Insights

EV battery raw material scarcity – why does this matter for fleets?

By 4th January 2023No Comments

Inflated battery costs are causing major barriers to the widespread adoption of electric vehicles (EVs) as it hampers affordability. EV batteries account for 60% of the total battery electric vehicle (BEV) price, which is due to rise in accordance with raw material costs, with manufacturers and by extension, consumers having to shoulder the burden of the price increases.

Some manufacturers, such as Tesla, are shifting away from using cobalt in their batteries and towards lithium iron phosphate (LFP) technology. As a result, cobalt has experienced a slower price increase compared with lithium.

The key issue is that, while raw material prices are expected to rise amid sustained demand, it is still unclear whether supply will be able to match the demand. To address this issue, manufacturers are exploring different battery chemistries and technologies to reduce costs, optimize power density, and maintain battery safety.
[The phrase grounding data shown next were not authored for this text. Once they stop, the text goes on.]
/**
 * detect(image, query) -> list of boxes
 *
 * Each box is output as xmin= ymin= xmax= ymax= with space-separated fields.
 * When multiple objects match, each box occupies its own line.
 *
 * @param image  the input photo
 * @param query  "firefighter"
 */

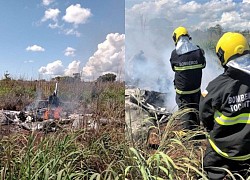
xmin=170 ymin=26 xmax=206 ymax=130
xmin=200 ymin=32 xmax=250 ymax=179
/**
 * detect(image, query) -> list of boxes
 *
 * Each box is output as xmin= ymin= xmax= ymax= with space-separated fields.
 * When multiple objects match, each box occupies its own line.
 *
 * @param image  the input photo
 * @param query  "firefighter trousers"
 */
xmin=203 ymin=143 xmax=250 ymax=180
xmin=175 ymin=91 xmax=200 ymax=130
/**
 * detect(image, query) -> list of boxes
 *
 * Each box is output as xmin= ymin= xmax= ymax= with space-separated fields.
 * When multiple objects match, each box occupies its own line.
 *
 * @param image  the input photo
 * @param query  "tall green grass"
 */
xmin=0 ymin=126 xmax=127 ymax=179
xmin=124 ymin=108 xmax=207 ymax=179
xmin=1 ymin=110 xmax=248 ymax=180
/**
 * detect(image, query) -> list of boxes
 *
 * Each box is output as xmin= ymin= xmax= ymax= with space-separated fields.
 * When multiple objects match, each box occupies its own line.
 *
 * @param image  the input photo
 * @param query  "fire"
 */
xmin=44 ymin=109 xmax=49 ymax=120
xmin=44 ymin=107 xmax=62 ymax=120
xmin=54 ymin=107 xmax=62 ymax=120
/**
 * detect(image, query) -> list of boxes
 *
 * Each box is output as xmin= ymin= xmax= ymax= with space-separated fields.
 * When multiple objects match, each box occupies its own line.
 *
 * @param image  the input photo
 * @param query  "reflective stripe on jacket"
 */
xmin=214 ymin=110 xmax=250 ymax=125
xmin=170 ymin=48 xmax=206 ymax=94
xmin=174 ymin=63 xmax=205 ymax=71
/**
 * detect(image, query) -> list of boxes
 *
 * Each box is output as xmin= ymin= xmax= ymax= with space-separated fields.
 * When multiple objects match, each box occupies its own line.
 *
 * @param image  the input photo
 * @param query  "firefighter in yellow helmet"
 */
xmin=200 ymin=32 xmax=250 ymax=179
xmin=170 ymin=26 xmax=206 ymax=130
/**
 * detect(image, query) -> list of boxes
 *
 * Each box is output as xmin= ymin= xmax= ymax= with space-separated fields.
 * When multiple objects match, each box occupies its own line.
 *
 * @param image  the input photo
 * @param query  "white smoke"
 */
xmin=126 ymin=50 xmax=173 ymax=92
xmin=200 ymin=52 xmax=223 ymax=91
xmin=126 ymin=11 xmax=177 ymax=111
xmin=82 ymin=33 xmax=125 ymax=81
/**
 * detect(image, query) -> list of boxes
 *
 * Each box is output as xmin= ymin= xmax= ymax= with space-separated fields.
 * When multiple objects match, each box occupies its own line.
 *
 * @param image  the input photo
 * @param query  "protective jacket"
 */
xmin=170 ymin=37 xmax=206 ymax=95
xmin=200 ymin=56 xmax=250 ymax=160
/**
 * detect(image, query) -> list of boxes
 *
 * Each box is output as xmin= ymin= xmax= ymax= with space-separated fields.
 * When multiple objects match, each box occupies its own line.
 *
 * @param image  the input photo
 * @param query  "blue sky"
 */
xmin=0 ymin=0 xmax=124 ymax=81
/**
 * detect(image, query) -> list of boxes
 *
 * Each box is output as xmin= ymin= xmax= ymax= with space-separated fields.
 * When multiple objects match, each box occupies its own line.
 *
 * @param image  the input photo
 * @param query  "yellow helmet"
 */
xmin=216 ymin=32 xmax=250 ymax=66
xmin=172 ymin=26 xmax=189 ymax=44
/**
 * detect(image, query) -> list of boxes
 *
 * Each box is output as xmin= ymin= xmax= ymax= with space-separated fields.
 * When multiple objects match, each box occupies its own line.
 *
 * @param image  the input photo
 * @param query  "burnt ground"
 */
xmin=0 ymin=123 xmax=30 ymax=137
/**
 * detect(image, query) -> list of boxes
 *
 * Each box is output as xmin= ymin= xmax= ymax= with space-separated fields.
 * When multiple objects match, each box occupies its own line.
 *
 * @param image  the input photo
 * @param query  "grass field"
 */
xmin=0 ymin=79 xmax=247 ymax=179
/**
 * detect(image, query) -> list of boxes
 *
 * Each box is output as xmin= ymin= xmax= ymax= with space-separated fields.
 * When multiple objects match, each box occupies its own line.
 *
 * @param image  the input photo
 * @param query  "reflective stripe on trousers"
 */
xmin=175 ymin=87 xmax=200 ymax=95
xmin=208 ymin=138 xmax=250 ymax=161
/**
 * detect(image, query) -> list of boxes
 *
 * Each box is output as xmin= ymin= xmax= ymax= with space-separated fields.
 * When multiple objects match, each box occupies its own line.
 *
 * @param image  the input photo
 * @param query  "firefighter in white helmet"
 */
xmin=170 ymin=26 xmax=206 ymax=130
xmin=200 ymin=32 xmax=250 ymax=179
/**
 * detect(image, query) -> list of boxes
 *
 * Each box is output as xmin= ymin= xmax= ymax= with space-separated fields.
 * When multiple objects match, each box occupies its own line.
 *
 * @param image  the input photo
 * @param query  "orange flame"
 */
xmin=43 ymin=107 xmax=62 ymax=120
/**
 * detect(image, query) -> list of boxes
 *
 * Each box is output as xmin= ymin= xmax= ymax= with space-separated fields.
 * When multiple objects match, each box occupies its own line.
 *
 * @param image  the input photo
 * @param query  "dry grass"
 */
xmin=0 ymin=80 xmax=248 ymax=179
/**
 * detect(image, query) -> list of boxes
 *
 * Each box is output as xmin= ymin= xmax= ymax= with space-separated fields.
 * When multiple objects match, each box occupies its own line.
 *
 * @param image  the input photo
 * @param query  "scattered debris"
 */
xmin=0 ymin=109 xmax=116 ymax=134
xmin=0 ymin=83 xmax=115 ymax=135
xmin=125 ymin=87 xmax=172 ymax=146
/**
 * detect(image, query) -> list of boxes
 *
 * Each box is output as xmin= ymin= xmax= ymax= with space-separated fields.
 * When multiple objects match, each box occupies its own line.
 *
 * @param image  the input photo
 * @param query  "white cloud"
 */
xmin=199 ymin=10 xmax=250 ymax=30
xmin=42 ymin=0 xmax=54 ymax=6
xmin=62 ymin=4 xmax=92 ymax=25
xmin=24 ymin=60 xmax=34 ymax=63
xmin=38 ymin=60 xmax=64 ymax=75
xmin=125 ymin=0 xmax=250 ymax=31
xmin=40 ymin=4 xmax=91 ymax=35
xmin=48 ymin=22 xmax=61 ymax=29
xmin=39 ymin=60 xmax=81 ymax=78
xmin=42 ymin=8 xmax=60 ymax=22
xmin=243 ymin=0 xmax=250 ymax=3
xmin=82 ymin=33 xmax=125 ymax=81
xmin=38 ymin=34 xmax=125 ymax=80
xmin=64 ymin=47 xmax=76 ymax=57
xmin=26 ymin=45 xmax=45 ymax=52
xmin=178 ymin=1 xmax=202 ymax=13
xmin=220 ymin=11 xmax=241 ymax=24
xmin=64 ymin=60 xmax=81 ymax=76
xmin=241 ymin=11 xmax=250 ymax=19
xmin=63 ymin=28 xmax=81 ymax=37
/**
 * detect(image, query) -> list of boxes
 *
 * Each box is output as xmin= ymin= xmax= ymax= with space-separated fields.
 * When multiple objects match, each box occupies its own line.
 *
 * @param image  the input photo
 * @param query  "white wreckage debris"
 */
xmin=0 ymin=109 xmax=64 ymax=132
xmin=0 ymin=109 xmax=117 ymax=133
xmin=125 ymin=87 xmax=172 ymax=144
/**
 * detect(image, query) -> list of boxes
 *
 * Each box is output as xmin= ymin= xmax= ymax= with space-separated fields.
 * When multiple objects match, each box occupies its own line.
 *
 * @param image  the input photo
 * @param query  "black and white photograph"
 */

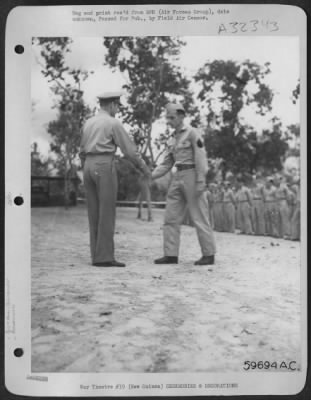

Technological innovation will be key to reducing the costs of batteries and bringing EVs to a comparable level to Internal Combustion Engine (ICE) vehicles. Some predict this to happen as soon as 2025, while others say it may take until 2028. Once EV costs reach parity with ICE vehicles, it is likely to lead to a significant increase in electric vehicle ownership.

 

The future of battery technology

There are three main groups of new battery technologies that are expected to bring significant improvements in performance. Currently, various battery chemistries are being developed to increase power, range, charging capability, and reduce costs. One promising example is lithium-sulphur battery technology (LiSB), which is expected to become commercially available by 2030 and is based on cheaper materials.
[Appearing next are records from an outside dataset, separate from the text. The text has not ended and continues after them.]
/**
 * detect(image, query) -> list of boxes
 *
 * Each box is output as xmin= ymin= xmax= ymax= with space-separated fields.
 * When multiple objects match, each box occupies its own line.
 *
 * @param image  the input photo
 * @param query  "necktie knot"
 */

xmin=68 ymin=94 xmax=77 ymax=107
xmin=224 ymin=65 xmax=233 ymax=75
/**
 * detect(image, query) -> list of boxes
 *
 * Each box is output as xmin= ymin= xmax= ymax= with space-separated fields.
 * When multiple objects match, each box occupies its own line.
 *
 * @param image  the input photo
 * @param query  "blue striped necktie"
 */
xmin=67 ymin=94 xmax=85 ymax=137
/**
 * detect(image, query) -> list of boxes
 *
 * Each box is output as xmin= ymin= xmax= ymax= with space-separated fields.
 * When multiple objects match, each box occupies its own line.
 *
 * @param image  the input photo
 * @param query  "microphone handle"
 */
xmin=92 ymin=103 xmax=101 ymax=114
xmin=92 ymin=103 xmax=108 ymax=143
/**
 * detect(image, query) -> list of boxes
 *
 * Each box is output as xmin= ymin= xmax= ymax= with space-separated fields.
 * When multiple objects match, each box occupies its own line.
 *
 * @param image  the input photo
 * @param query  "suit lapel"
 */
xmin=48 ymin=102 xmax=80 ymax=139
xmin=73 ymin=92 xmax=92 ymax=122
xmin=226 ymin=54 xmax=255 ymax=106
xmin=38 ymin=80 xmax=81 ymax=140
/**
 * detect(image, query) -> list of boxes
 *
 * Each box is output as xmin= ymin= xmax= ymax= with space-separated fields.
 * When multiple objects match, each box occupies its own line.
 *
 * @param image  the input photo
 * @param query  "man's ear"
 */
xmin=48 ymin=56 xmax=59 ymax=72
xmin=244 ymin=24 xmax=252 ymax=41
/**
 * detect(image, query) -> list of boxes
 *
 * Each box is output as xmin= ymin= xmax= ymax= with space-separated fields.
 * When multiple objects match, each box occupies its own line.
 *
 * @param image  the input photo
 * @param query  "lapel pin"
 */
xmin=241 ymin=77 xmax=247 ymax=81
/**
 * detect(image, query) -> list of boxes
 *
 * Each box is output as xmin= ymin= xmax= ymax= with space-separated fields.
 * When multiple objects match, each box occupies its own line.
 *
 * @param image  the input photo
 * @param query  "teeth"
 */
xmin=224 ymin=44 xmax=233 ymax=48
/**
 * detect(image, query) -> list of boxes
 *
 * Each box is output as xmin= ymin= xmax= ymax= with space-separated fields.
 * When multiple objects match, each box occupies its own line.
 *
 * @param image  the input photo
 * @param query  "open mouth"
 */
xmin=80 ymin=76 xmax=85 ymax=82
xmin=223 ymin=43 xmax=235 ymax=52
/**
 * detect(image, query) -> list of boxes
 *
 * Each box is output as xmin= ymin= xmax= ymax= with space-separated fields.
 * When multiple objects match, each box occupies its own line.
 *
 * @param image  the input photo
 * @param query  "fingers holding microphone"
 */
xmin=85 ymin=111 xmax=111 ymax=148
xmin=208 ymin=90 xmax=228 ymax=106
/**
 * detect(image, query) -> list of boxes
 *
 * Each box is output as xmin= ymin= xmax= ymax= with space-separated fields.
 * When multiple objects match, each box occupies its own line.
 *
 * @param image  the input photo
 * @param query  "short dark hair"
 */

Another promising development is solid-state battery technology, which uses an electrolyte made of solid material enabling higher energy density, reduced fire risk, and improved range, while minimizing the use of cobalt. Solid-state batteries are expected to be available on the market between 2026 and 2028.
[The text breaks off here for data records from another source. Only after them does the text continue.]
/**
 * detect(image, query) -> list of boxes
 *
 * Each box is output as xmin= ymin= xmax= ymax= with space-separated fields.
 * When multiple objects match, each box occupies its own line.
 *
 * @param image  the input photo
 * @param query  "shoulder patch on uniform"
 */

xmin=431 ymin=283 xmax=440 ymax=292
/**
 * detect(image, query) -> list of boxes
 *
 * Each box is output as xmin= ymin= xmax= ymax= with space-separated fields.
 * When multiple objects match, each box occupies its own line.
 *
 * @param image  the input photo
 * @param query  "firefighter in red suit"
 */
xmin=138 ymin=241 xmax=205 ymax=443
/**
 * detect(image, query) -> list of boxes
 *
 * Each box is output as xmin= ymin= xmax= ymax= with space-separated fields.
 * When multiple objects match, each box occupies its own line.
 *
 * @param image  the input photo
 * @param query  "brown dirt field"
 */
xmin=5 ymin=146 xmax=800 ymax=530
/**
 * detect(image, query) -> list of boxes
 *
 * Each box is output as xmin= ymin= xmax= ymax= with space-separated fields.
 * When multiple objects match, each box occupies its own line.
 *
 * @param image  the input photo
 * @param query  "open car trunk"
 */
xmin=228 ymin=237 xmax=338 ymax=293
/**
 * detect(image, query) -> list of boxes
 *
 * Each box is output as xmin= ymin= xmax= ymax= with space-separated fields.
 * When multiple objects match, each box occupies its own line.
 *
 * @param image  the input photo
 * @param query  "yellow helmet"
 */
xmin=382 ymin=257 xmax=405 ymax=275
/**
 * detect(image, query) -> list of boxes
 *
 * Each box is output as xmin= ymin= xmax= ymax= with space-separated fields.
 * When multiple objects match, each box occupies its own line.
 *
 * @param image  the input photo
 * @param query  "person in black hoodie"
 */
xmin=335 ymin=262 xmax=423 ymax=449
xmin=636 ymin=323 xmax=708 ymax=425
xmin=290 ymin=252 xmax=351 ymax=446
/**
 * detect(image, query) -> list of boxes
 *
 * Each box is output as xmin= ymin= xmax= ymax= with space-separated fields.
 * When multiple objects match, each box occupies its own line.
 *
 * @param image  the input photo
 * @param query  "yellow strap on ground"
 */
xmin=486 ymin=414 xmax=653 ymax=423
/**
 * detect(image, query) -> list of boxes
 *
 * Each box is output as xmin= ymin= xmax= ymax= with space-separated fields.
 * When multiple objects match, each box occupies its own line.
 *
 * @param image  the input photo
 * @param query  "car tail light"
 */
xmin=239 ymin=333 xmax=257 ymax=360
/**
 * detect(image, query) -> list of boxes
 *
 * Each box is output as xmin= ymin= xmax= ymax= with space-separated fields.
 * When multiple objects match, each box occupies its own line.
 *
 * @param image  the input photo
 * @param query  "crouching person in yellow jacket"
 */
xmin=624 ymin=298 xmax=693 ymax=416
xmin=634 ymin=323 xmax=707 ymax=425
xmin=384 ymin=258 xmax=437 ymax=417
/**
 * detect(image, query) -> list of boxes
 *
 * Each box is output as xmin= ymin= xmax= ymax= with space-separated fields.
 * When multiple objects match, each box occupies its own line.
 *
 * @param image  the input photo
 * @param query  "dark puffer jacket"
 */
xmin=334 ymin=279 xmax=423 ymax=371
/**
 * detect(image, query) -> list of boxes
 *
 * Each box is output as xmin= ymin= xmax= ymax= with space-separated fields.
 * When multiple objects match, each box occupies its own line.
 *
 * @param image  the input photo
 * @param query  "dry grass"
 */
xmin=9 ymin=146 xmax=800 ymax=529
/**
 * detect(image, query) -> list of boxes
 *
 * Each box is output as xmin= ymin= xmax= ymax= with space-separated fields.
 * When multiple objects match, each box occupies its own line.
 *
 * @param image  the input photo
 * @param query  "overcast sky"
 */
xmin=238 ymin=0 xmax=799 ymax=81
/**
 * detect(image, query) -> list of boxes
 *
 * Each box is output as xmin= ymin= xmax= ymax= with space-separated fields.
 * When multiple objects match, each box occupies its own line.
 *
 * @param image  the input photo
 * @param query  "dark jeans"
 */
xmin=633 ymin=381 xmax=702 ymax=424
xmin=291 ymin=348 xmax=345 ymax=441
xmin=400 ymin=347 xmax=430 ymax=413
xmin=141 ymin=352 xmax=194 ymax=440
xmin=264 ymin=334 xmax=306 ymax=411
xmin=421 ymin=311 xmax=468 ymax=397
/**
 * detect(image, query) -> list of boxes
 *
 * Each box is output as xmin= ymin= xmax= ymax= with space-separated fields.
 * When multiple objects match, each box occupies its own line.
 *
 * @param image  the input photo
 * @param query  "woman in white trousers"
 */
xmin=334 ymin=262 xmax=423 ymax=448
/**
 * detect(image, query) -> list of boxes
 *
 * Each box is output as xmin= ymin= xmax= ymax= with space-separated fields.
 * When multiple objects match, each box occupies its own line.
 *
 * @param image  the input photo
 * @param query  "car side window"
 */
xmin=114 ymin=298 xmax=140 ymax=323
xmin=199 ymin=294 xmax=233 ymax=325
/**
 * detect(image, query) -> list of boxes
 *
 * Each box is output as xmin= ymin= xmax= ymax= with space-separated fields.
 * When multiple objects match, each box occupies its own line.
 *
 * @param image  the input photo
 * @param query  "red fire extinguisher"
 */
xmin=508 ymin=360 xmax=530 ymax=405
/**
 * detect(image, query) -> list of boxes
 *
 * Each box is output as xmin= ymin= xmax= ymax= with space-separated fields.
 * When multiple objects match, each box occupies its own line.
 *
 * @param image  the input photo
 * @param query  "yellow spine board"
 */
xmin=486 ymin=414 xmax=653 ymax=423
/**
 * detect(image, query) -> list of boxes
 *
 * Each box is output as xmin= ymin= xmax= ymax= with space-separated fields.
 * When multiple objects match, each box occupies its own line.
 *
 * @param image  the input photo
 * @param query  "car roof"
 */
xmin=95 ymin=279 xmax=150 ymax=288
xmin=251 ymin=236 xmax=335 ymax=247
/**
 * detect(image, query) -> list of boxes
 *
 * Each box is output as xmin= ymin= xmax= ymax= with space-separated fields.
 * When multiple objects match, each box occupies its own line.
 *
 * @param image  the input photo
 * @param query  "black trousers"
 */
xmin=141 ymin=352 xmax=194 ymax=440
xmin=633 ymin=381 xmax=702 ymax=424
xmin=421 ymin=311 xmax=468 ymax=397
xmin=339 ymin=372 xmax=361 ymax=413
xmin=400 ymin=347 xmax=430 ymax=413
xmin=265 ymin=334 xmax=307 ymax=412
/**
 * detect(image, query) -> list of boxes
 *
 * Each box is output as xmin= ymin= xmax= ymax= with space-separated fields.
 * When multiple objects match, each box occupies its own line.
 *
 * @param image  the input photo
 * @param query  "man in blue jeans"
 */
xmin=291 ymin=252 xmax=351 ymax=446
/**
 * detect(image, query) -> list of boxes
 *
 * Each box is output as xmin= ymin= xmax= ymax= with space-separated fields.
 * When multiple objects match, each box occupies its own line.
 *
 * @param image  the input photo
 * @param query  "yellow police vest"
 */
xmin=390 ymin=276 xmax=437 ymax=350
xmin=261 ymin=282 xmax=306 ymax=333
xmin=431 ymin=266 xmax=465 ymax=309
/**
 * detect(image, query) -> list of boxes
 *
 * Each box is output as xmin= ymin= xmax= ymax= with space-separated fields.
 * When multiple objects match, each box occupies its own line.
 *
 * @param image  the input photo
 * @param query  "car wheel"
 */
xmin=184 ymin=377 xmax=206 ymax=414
Finally, lithium-air battery technology is still in the early stages of testing and planning, but it has the potential to offer a very high energy density of 500-700Wh/kg. This could allow vehicles to achieve ranges of over 1,000km (621 miles) on a single charge.

 

Reducing battery-related risk

As battery technology continues to evolve, vehicle values are likely to become more volatile, particularly for leased or financed cars with long-term contracts. Finance and leasing companies should be aware of this risk and consider the potential for some vehicles to become virtually unsellable due to insufficient range and charging capabilities. To minimize exposure to these risks, it is important for the industry to have a good understanding of current and future battery development and technology.